On March 31, 2025, the Wildcats picked up the second-year team option on Pepper's contract for the 2025–26 NBL season. On October 29, 2025, he scored an NBL career-best 19 points in a 95–84 win over the Tasmania JackJumpers. On January 22, 2026, he scored 20 of his career-high 25 points in the third quarter of the Wildcats' 106–69 win over the Cairns Taipans. He also finished with seven 3-pointers. On the season, he averaged 10.5 points, 3.4 rebounds and 1.6 assists per game, while shooting 40% from the field.

Pepper joined the Wellington Saints of the New Zealand National Basketball League (NZNBL) for the 2026 season. On May 21, he scored 43 points in a 104–90 loss to the Southland Sharks. On June 1, he scored 45 points in a 105–84 win over the Manawatu Jets. Later that month, he was sidelined with a hamstring injury. He finished the regular season averaging a league-high 28.7 points per game. In the Saints' elimination final, Pepper scored a game-high 33 points in a 94–81 win over the Otago Nuggets. In the semi final, Pepper scored a game-high 32 points in a 112–69 win over the Auckland Tuatara. In the grand final, the Saints were defeated 104–101 in overtime by the Sharks despite a game-high 32 points from Pepper. For the season, he was named NZNBL Most Valuable Player alongside NZNBL All-Star Five and NZNBL Most Outstanding Guard.

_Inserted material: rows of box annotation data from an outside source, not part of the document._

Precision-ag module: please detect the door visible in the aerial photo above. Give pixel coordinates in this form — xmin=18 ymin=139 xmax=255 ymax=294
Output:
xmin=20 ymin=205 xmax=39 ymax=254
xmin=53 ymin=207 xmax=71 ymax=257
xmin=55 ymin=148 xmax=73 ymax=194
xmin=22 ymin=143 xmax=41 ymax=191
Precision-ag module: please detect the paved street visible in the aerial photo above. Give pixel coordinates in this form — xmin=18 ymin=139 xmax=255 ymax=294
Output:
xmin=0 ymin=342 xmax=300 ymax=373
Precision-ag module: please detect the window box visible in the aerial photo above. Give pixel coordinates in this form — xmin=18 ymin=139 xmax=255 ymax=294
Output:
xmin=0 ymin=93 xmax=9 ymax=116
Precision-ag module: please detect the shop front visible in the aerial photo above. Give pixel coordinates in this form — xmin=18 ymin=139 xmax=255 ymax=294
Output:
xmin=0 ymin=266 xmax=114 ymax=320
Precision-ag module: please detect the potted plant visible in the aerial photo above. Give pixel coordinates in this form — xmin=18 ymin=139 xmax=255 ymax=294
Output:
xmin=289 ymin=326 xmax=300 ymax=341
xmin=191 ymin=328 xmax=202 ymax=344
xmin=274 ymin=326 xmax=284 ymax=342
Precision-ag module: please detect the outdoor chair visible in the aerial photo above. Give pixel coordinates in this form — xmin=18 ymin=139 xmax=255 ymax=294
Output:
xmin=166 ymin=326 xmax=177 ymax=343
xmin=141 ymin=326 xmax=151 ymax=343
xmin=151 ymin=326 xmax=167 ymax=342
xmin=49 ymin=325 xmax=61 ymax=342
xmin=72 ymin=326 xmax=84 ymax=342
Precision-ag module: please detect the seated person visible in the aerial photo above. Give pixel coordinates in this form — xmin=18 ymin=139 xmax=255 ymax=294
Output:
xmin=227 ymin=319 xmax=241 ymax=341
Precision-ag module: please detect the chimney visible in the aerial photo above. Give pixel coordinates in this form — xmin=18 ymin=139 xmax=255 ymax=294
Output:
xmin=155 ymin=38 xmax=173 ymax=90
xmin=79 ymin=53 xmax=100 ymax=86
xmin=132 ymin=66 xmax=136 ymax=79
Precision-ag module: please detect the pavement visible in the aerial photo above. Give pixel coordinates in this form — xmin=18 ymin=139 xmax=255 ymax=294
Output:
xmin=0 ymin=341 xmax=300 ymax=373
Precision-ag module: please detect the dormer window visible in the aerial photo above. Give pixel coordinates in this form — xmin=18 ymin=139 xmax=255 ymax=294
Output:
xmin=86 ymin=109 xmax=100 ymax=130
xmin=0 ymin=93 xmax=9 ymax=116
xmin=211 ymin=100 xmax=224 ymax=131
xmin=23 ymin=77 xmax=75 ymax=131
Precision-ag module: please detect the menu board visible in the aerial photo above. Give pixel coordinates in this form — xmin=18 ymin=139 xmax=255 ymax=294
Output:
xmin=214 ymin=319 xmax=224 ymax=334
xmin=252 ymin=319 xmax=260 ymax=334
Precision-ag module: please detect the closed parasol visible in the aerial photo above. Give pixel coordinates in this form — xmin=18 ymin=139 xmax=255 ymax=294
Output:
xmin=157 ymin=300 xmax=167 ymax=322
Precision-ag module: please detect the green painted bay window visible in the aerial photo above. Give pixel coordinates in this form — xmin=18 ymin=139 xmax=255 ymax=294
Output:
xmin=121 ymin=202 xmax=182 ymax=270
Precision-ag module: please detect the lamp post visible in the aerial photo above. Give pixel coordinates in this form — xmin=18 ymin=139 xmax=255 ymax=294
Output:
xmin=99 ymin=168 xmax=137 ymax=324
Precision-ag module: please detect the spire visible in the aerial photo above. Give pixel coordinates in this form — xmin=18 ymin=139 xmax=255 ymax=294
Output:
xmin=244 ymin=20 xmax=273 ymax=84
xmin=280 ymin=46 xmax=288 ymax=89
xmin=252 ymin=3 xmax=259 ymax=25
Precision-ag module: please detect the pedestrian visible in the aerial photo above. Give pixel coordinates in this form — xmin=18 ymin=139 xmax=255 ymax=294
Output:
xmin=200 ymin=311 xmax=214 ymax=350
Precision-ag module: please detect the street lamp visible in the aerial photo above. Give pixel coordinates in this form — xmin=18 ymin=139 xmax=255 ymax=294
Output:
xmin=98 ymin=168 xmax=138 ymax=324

On April 28, 2026, Pepper re-signed with the Wildcats on a two-year deal. On September 24, 2026, he scored 25 points and made the game-winning 3-pointer in a 98–97 win over the Adelaide 36ers.

==National team career==
In February 2025, Pepper was named in the Australian Boomers squad for two FIBA Asia Cup qualifiers. In April 2025, he was named in the Boomers squad for a trans-Tasman series against New Zealand in May.

In October 2025, Pepper was named in the Boomers squad for the first window of the FIBA Basketball World Cup 2027 Asian Qualifiers. In February 2026, he was named in the squad for two more Asian qualifiers. In June 2026, he was named in the squad for two more Asian qualifiers in Perth in July. He later withdrew from the team due to injury. In August 2026, he was named in the squad for another two Asian qualifiers.

==Personal life==
Pepper's father, Ryan, and uncle, Jason, both played college basketball in the United States before competing at the state league level in Australia. Ryan, a native of Yakima, Washington, played at Central Washington University and then competed professionally in Australia. After a brief career with the Hobart Chargers in the South East Australian Basketball League (SEABL), Ryan played for the Shepperton Gators in the Big V between 1999 and 2002. While there he met his wife, Danielle, who worked for the company that owned Shepparton's gym. Jason played in the SEABL between 1996 and 2005.

Elijah Pepper is the oldest of four children; he has two younger brothers and a younger sister.

Pepper holds an Australian passport and is a dual citizen of the U.S. and Australia.